The researcher adopted a qualitative descriptive cross sectional design. This design was adopted because the aimed at identifying the subjective nature of the problem, and the different experiences participants have with their spouses during pregnancy and as it affects their health. 9
Study Setting
The study was carried out at Thyolo District Hospital, situated in the southern region of Malawi in Thyolo District. This setting was chosen because the hospital functions as a secondary referral center and apart from other departments like Admission & Emergency (A& E), Obstetric and Gynecological (O & G) and many more. Also the researcher had observed some pregnant women attending antenatal care in Thyolo District Hospital voicing out their concerns about their spousal behaviors towards them. Furthermore, Women were attending antenatal care at Thyolo District Hospital which is a referral center from all health centers around Thyolo District, hence the choice of this setting.
Study Population
The study population consisted of pregnant women who were registered for antenatal clinic. A total 1,061 pregnant women were registered for the past four months from January to April 2021 with an average of 265 pregnant women per month. The choice of pregnant women were considered because the researcher had observed some pregnant women attending antenatal care in Thyolo District Hospital voicing out their concerns about their spousal behaviors towards them.
Table 1. TDH ANC Register
MONTHS
| NUMBER OF REGISTERED PREGNANT WOMEN |
January | 240 |
February | 284 |
March | 283 |
April | 254 |
Total | 1061 |
Source: TDH ANC Register 2020/2021
Sampling
Principle of saturation was adopted in determining sample size of the participants 17. Data saturation is the point in a research process where enough data has been collected to draw necessary conclusions, and any further data collection will not produce value-added insights. Saturation is the most common guiding principle for assessing the adequacy of purposive samples in qualitative research 18
Participants were interviewed and data was found saturated on 10th participant. The sample size was ten (10).
Purposive sampling method was used to select the participants for the study.
Inclusion Criteria
- Registered for antenatal clinic within the last four months (Jan to April, 2021)
- Aged 18-45years
- Pregnant, and must be living with their spouses
Instrument for data collection
A semi structured in-depth interview guide developed by the researchers was used for data collection. This guide consist of two section; section A; consist of social demographic data while section B consist of probing questions to elicit participant’s responses on spousal support and domestic
abuse in relation to health of pregnant women
Some of the probing questions include
(i) What does your husband do for a living?
(ii) How do men /husband perceive pregnant women in your society?
(iii) Can you explain how hard/tough household activities you perform during pregnancy?
(iv) What activities do your husband/ partner involve himself in your health care (i.e . accompanying you to the hospital for health services during antenatal and labour)?
(v) Can you tell us about your experience about domestic violence during pregnancy?
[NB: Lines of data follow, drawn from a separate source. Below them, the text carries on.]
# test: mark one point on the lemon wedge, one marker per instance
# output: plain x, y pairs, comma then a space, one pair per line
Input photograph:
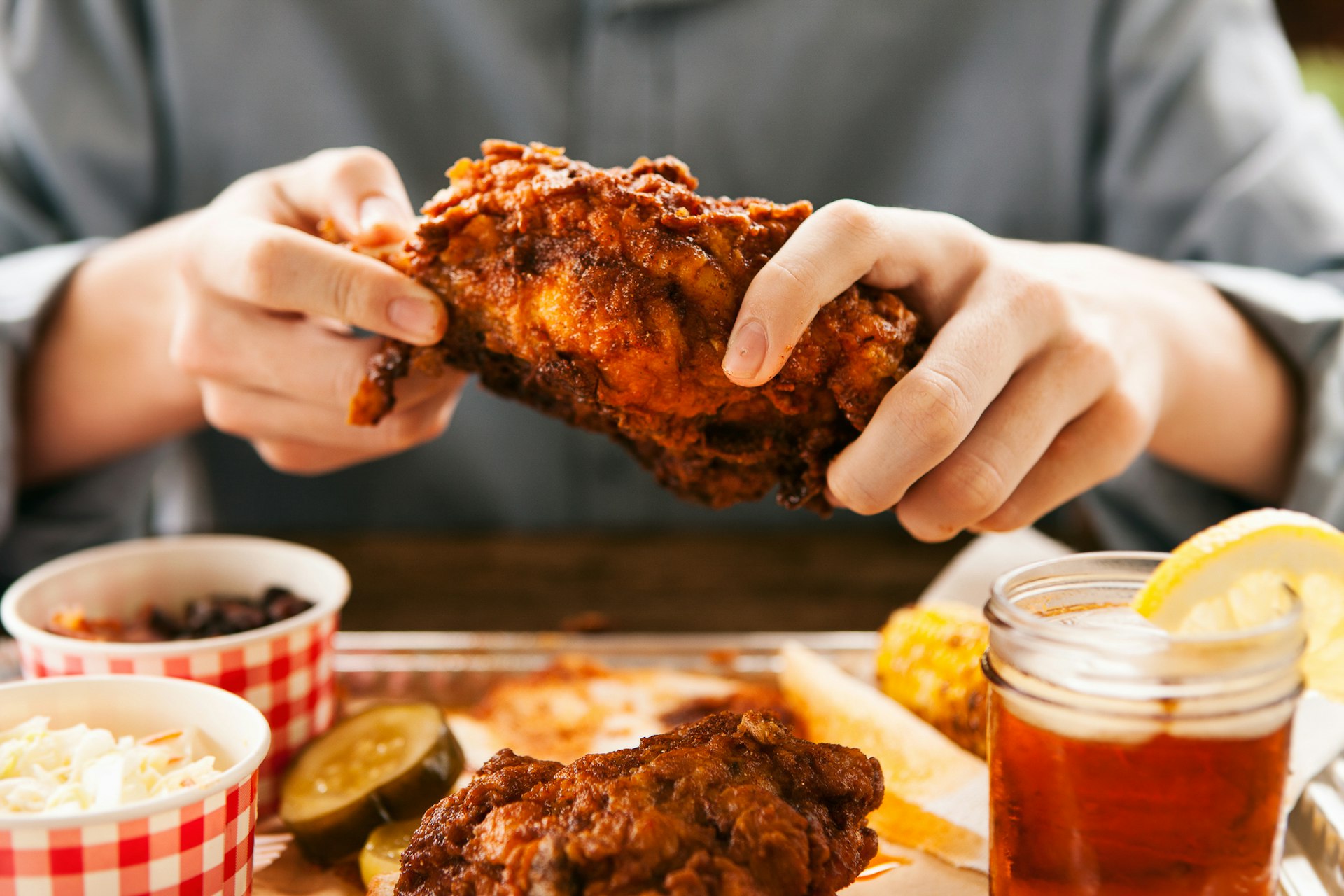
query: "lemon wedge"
1245, 571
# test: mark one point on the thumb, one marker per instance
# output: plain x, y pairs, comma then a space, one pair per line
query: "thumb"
358, 188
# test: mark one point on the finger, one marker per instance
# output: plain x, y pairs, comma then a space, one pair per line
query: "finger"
841, 244
932, 410
261, 416
1009, 440
356, 188
298, 358
1097, 447
283, 269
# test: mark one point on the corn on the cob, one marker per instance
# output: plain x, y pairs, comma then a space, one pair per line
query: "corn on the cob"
929, 663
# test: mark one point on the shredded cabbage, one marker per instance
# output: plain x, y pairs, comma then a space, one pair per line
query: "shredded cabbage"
83, 769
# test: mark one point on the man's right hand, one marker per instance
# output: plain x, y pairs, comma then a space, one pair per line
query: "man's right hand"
248, 312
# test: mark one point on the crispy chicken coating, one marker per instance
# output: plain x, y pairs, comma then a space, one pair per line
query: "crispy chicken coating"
605, 298
732, 805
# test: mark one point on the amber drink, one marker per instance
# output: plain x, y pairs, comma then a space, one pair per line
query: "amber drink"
1123, 760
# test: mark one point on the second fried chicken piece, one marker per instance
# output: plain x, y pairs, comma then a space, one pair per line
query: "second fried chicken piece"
727, 806
605, 298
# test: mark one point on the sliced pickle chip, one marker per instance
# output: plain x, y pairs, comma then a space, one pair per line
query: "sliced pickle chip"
386, 763
382, 852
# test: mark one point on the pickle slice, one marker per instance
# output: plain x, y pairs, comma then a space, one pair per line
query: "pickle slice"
382, 852
386, 763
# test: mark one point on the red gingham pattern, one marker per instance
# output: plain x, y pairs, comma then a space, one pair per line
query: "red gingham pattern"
203, 849
288, 678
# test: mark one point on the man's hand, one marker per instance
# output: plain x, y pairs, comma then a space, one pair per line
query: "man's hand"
1051, 368
239, 315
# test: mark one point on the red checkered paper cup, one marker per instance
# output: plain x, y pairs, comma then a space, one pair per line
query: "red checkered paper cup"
197, 841
284, 669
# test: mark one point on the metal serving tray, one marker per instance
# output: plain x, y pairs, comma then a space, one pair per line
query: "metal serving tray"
458, 668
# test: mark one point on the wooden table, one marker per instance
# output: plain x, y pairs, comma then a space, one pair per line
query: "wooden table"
631, 582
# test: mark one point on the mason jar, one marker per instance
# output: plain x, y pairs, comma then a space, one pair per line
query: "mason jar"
1124, 760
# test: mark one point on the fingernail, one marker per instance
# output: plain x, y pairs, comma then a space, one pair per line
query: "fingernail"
746, 351
416, 317
381, 216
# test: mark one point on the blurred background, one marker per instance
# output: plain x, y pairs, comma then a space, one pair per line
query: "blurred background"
1316, 29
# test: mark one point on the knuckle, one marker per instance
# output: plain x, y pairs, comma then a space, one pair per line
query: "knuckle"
854, 218
1037, 298
260, 266
350, 163
920, 526
857, 493
941, 409
1128, 421
347, 293
407, 430
191, 348
223, 412
1092, 355
1008, 517
972, 486
284, 457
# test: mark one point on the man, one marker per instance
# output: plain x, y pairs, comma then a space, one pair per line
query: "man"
1168, 130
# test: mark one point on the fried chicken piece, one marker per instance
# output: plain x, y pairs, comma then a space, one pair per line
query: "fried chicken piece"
730, 805
605, 298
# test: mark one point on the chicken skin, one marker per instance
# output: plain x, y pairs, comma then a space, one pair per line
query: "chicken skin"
605, 298
732, 805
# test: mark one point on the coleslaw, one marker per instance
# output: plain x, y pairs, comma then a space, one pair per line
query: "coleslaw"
83, 769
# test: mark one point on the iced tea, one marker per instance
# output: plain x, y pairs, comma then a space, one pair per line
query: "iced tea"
1159, 817
1126, 761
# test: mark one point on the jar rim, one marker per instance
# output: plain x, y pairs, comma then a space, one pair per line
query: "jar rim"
1002, 609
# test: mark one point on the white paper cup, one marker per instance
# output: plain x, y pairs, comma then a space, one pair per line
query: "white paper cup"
284, 669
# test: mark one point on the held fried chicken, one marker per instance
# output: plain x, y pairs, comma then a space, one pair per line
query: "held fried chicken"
605, 298
732, 805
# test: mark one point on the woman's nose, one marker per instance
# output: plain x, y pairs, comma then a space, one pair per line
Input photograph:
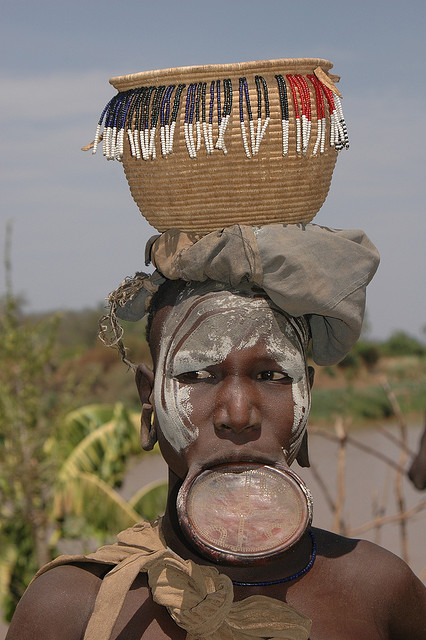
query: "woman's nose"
236, 408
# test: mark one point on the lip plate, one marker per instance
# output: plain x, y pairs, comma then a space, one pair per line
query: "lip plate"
212, 550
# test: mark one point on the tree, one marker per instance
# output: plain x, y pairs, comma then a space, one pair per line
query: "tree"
53, 467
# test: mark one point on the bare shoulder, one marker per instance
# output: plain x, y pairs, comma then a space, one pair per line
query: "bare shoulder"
58, 603
381, 579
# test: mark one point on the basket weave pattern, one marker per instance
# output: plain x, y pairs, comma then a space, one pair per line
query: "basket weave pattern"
213, 191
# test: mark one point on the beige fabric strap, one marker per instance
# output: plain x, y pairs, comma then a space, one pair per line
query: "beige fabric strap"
198, 598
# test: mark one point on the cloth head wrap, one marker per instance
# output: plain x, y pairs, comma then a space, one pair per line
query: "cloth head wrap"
305, 269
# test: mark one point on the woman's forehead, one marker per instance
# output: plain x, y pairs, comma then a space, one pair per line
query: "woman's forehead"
218, 321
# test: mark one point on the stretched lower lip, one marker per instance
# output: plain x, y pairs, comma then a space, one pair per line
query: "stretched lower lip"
244, 511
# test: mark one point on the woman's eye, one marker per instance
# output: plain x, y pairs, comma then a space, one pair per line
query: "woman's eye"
193, 376
273, 375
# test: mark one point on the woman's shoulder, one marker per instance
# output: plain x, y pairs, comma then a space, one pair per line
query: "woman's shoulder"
378, 579
58, 603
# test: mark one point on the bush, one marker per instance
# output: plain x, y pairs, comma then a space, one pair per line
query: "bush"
402, 344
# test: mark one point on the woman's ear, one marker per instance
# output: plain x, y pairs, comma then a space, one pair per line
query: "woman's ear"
145, 385
303, 453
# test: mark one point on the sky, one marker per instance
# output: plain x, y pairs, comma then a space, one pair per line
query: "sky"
76, 230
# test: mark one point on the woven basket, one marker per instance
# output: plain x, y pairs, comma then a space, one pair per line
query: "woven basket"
212, 191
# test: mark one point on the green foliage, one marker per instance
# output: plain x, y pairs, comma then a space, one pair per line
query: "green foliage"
368, 352
359, 404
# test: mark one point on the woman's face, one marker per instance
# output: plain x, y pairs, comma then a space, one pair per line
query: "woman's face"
230, 384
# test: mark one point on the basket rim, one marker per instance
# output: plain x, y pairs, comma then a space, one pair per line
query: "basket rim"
132, 80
Validity of the instrument was ensured using face and content validity by experts in the field of obstetrics and clinical psychology. Their comments were put into consideration when developing the final instrument
Trustworthiness of Instrument for Data Collection
Trustworthiness of the study instrument was done using the four criteria as described by Lincoln and Guba 18 which include credibility, dependability, transferability and conformability. Credibility which refers to the confidence that can be placed in the truth of the research findings was ensured through prolonged engagement with data on the research site by spending time with the participants before commencing the interview and persistent observation of negative cues from the participants. Dependability which is the ability of the findings of this study to be consistent when repeated in the same cohort was ensured through audit trialing which involve keeping a track record of the data collection and kept safe for future use. Transferability which is the extent to which the findings of the study can be transferred to other setting group was ensured by giving a thick description, which involves providing adequate details on the site, participants and methods or procedures used to collect data during the study. Confirmability which refers to the objectivity or neutrality of the data obtained was ensured by thorough data checked and rechecked throughout data collection and analysis to ensure results would likely be repeatable by others. This can be documented by a clear coding schema that identifies the codes and patterns identified in analyses. The above explanation showed trustworthiness of the semi-structured in-depth interview guide that was used 18
Ethical Consideration
Ethical approval with protocol number Tm/1/11/20 was obtained from the Ethical Committee of National Health Sciences in Malawi, after the committee screened the proposal submitted to them and approved of it. In addition, permission was also obtained from the District Health Officer, the District Nursing Officer, nurse in charge of the Maternal and Child Health (MCH) Unit of Thyolo District Hospital and participants.
Data Collection
Participants data were collected during their routine antenatal care. They were allowed to complete the normal activities for the clinic before the interviews. A room which was free from eavesdrops and distraction was prepared in an office within the health facility. The client was made comfortable and privacy and confidentiality of the information was assured. Permission was sought for the use of audio recorder and it was granted by all the participants. In order to familiarize with the participants, a general question such as a wellbeing of the family was asked. Information on bio data was collected. The local language preferred by all participants was used.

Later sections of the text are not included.